16. In the light of these peculiar facts and circumstances of the case, omission to draw sample of the contraband at the spot was rightly considered as only a procedural lapse on the part of the SHO, not sufficient to render the search and seizure illegal.

17. As reflected in the report (Exh. P-8), the sample forwarded for chemical examination contained Ganja viz., cannabis/hemp within the meaning of Section 2 (iii) (b) of the Act. The appellant did not discharge the onus of proof to rebut the presumption envisaged u/s 35 and 54 of the Act, by showing that he had no knowledge about the fact that the sack kept in his house contained Ganja.

18. For these reasons, none of the contentions raised against legality and propriety of the conviction has any merit. In the face of overwhelming incriminating evidence on record, learned Trial Judge did not commit any illegality in convicting the appellant for the offence charged with.

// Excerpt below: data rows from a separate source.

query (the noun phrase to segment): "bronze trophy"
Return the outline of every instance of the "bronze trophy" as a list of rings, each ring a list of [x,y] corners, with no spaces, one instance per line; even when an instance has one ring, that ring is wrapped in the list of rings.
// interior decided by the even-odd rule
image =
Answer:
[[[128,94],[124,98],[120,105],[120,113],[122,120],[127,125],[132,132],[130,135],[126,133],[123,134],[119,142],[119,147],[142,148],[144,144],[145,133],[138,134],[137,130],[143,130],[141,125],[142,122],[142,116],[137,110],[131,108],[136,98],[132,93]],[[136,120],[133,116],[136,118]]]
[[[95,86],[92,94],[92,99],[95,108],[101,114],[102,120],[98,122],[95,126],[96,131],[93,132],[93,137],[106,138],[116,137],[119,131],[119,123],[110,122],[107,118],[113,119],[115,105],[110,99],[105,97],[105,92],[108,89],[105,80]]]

19. This brings me to the question of sentence. A considerable period of more than 17 years has elapsed after the incident in question. Learned Counsel has informed that the appellant has already suffered imprisonment for a period of nearly 1 year and 4 months. Under the un-amended penal provision, that was in force at the time of the alleged incident, the offence carried a maximum punishment of imprisonment for a term of 5 years and fine upto Rs. 50,000/-. In these circumstances, no useful purpose would be served by sending the appellant back to jail. Taking into consideration the facts and circumstances of the case, interests of justice would be met if the sentence of imprisonment is reduced to the period already undergone by the appellant and the fine amount is enhanced to Rs. 5000/-.

20. In the result, the appeal is allowed in part. The impugned conviction is hereby affirmed. However, the term of consequent sentence of imprisonment is reduced from four years to the period already undergone whereas the amount of fine is enhanced from Rs. 2000/- to Rs. 5000/- with the stipulation that in default of payment of fine, the appellant shall have to suffer RI for 3 months. Appellant Ramesh is directed to deposit the enhanced amount of fine on or before 20-4-2012 before the Trial Court or to remain present on that date for being committed to custody to undergo the default sentence.